In her kitchen, Avis is in control. Perhaps too much so, as she drives Stanley away when he tries to give her the close bond she longs for with her daughter. But when a neighbor’s screeching exotic bird disturbs her carefully-constructed world of pâtés and crème Chantilly, Avis storms off to confront her, and finds in Solange a will more indomitable than her own, as well as a retreat that entices her away from ringing phones and delivery vans.

We divide our time as readers between Avis’ domestic kingdom and Felice’s skateboard and partying scene, with glimpses into Brian’s carefully controlled despair among cheating, lying denizens of his high rise office, and Stanley’s determined social responsibility. Food and flora create the paradise in which Avis comes to grips with her growing despair.

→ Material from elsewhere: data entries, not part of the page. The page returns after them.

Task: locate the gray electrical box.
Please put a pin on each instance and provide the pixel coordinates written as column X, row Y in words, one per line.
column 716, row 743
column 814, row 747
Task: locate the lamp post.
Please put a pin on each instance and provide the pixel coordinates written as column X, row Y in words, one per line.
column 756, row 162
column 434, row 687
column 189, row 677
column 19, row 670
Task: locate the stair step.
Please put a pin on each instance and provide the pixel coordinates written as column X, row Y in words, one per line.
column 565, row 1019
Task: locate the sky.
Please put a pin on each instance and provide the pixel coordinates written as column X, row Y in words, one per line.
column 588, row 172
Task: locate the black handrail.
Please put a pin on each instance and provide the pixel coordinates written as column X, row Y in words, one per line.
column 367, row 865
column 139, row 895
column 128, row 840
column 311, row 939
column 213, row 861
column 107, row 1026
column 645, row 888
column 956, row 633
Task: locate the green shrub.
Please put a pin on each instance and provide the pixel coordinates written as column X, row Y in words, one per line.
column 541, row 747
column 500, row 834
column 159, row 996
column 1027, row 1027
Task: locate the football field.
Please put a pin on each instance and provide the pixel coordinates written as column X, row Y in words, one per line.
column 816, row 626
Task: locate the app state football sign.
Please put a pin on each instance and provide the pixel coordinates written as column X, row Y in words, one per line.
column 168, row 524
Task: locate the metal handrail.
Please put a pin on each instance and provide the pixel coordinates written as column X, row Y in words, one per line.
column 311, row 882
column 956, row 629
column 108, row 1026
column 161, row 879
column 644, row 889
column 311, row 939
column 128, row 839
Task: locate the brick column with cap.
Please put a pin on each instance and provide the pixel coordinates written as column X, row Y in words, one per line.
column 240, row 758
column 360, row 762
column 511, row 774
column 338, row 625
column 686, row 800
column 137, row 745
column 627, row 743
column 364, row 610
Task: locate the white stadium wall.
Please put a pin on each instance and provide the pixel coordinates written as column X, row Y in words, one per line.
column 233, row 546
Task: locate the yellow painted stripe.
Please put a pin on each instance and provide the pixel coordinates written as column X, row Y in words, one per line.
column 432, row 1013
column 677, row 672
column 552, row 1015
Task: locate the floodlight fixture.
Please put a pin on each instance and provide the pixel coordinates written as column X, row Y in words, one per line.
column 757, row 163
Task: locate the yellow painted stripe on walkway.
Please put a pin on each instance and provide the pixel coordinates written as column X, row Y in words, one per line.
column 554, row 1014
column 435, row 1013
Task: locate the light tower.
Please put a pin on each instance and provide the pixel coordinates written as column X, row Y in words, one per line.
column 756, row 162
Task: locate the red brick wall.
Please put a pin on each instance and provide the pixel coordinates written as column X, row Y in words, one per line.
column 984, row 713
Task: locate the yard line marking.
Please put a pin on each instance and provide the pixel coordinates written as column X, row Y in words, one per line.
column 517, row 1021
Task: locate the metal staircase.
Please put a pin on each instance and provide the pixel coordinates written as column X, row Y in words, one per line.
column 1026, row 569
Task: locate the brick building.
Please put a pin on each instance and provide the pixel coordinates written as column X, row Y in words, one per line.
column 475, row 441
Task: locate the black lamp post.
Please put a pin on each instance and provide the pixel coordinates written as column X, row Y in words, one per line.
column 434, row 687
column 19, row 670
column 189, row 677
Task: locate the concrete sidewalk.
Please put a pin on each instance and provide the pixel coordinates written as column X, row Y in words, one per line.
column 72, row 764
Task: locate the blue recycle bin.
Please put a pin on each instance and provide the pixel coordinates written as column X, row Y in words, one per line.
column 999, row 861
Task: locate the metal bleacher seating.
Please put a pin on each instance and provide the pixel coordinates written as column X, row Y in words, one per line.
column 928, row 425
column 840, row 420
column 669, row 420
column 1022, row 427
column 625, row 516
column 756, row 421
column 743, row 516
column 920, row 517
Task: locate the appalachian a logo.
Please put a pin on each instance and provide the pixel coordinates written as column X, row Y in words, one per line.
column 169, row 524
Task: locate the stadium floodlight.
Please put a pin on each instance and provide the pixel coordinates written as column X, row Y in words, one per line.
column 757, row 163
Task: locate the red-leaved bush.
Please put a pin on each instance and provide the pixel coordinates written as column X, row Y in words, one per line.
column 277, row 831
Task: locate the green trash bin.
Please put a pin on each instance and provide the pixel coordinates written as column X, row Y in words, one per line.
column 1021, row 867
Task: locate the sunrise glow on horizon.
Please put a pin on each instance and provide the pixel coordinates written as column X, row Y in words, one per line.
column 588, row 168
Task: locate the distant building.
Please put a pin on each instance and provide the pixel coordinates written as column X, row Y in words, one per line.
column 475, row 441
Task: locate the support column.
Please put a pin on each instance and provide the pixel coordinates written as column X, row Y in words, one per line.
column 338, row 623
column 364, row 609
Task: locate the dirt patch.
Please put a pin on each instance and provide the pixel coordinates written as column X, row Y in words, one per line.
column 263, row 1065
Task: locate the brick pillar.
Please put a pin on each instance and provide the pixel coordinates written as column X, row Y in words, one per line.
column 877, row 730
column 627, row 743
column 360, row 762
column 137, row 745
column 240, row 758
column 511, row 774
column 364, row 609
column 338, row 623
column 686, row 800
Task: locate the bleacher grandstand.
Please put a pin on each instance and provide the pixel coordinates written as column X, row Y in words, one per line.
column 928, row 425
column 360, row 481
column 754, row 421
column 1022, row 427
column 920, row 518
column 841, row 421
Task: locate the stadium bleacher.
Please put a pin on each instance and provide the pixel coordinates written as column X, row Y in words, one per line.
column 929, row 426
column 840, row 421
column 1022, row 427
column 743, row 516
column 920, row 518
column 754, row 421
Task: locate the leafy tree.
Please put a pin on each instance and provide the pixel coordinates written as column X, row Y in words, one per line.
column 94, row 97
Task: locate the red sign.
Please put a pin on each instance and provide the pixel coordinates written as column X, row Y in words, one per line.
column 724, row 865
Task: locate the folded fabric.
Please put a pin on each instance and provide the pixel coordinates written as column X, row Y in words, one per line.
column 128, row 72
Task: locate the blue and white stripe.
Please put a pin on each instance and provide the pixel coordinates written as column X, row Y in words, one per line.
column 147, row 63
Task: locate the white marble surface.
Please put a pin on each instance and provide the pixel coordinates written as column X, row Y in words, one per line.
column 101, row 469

One of the pleasures of this novel is its toothsome complexity, as satisfying as one of Avis’ sugar-encrusted creations. None of the characters skates through a scene, not even Stanley’s overwhelming girlfriend or Brian’s conniving business associates: characters grapple, with each other, their dilemmas, their fates. Eventually, the family’s conflicts mount to a fever pitch as Felice’s eighteenth birthday and a hurricane approach in tandem. As her characters careen toward climactic encounters, Abu-Jaber shows us the imperfections in paradise and the hope that accompanies each step in its realization.

This may be the best work yet from the author of the critically acclaimed Arabian Jazz, Crescent, and the memoir, The Language of Baklava. Certainly, this novel belongs with the pantheon of authors–Connie May Fowler and Carl Hiaasen come to mind–who have used Florida’s bountiful setting as an element in their plumbing of the human soul. Writers will want to savor and deconstruct Abu-Jaber’s graceful prose. Foodies will be rapt by Abu-Jaber’s deft descriptions, and parents–present and potential–will find much to ponder here. Anyone who has ever wondered how young girls cope with the demands of a sex-obsessed society will want to put this one on their lists. And if you love South Florida, or any vision of paradise, come taste the sensations and swim with the sharks. Highly recommended.